The septuagenarian Khatris living in Sector-62 Noida in Uttar Pradesh have no such extended support, which has forced their son Shivum Khatri, 31, to move in with them once again. An advertising professional, Khatri had moved to Gurgaon, in Haryana, to save on commute hours. But he was forced to return home after his father was diagnosed with Chronic Obstructive Pulmonary Disorder four months ago.
“It meant frequent hospital visits and my parents found it difficult to negotiate long queues, paperwork and laboratories tests. I initially used to visit them every weekend, but I soon realized it wasn’t sustainable for either them or me. They needed help 24×7,” Shivum said.
At present, not many facilities focus on older-people care, but India has started preparing for change. The world’s largest study on the elderly—The Longitudinal Ageing Study in India (LASI)—was launched in March, to track the aging patterns and diseases affecting India’s 103 million people over the age of 60. The study will survey 60,000 seniors across all states and union territories every two years for the next 25 years. With people living longer, the global share of people 60 and older has risen from 9.2 percent in 1990 to 11.7 percent in 2013, and is expected to reach 21.1 percent by 2050. Older people are projected to exceed the number of children for the first time ever, in 2047.

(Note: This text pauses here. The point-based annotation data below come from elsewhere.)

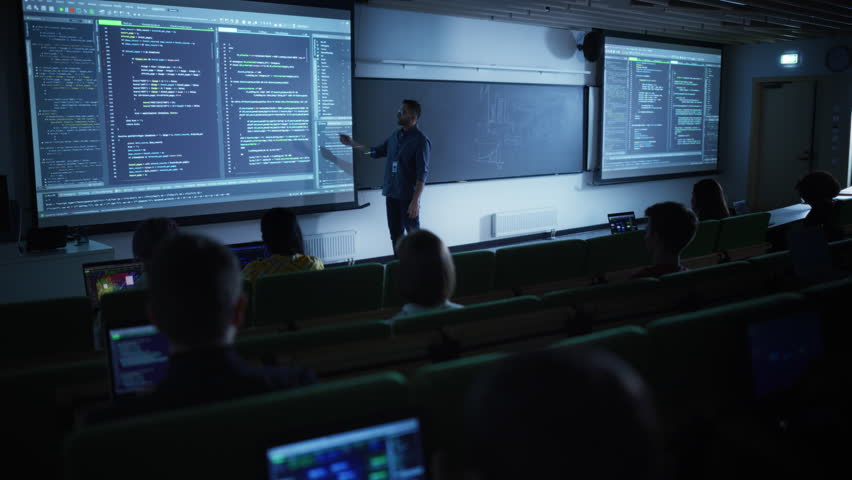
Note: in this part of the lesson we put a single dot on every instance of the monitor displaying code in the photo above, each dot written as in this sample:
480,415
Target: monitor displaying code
140,110
660,109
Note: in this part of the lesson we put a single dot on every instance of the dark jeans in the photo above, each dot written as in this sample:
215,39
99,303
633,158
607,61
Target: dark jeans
398,219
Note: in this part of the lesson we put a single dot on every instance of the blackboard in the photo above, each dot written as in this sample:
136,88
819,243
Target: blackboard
478,130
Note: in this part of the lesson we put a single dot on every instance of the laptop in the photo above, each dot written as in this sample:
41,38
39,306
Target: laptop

With 65 percent of India’s population under 35, there are set to be 350 million seniors in the country by 2050.
“With the rapidly changing social structure, the study will provide valuable data on the health needs and issues faced by older persons, and help us draw policy tools to address these issues,” said BP Sharma, secretary, Ministry of Health. “Whether we need more hospitals or clinics, rehabilitation centers, hospice facilities or homes for the elderly, taking care of their specific needs, this study should help us be better informed.”

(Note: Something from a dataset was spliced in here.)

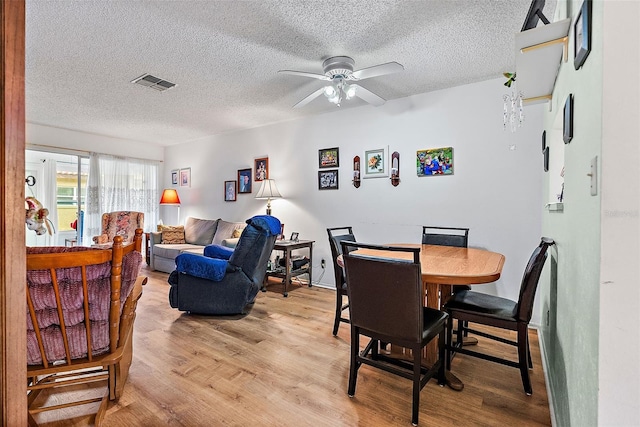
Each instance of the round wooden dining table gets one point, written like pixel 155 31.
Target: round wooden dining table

The rapid rise of India’s elderly population, coupled with the rise of the nuclear family and limited social support, poses pressing economic, health and social challenges for policy-makers. “Population ageing threatens to topple existing insurance and pension systems and create health- system overload. This, therefore, calls for review of existing models of health-care, familial and social support,” said Anita Agnihotri, secretary at the Ministry for Social Justice and Empowerment. Currently, the 60-plus population accounts for 9 percent of Indians, amounting to roughly 103 million seniors, and there is still no sufficient broad national representative data on this demographic.
“This study is important to determine where money should go when it is allotted to older people. Society is moving fast and the health-care system is stuck,” said Dr. AB Dey, head of geriatrics at Delhi’s All India Institute of Medical Sciences (AIIMS). “Currently, our focus is not older people; it’s on pediatrics and neurology. The ministry of health approved two national centers of ageing last year, one of them at AIIMS. We hope the center at AIIMS starts functioning soon.”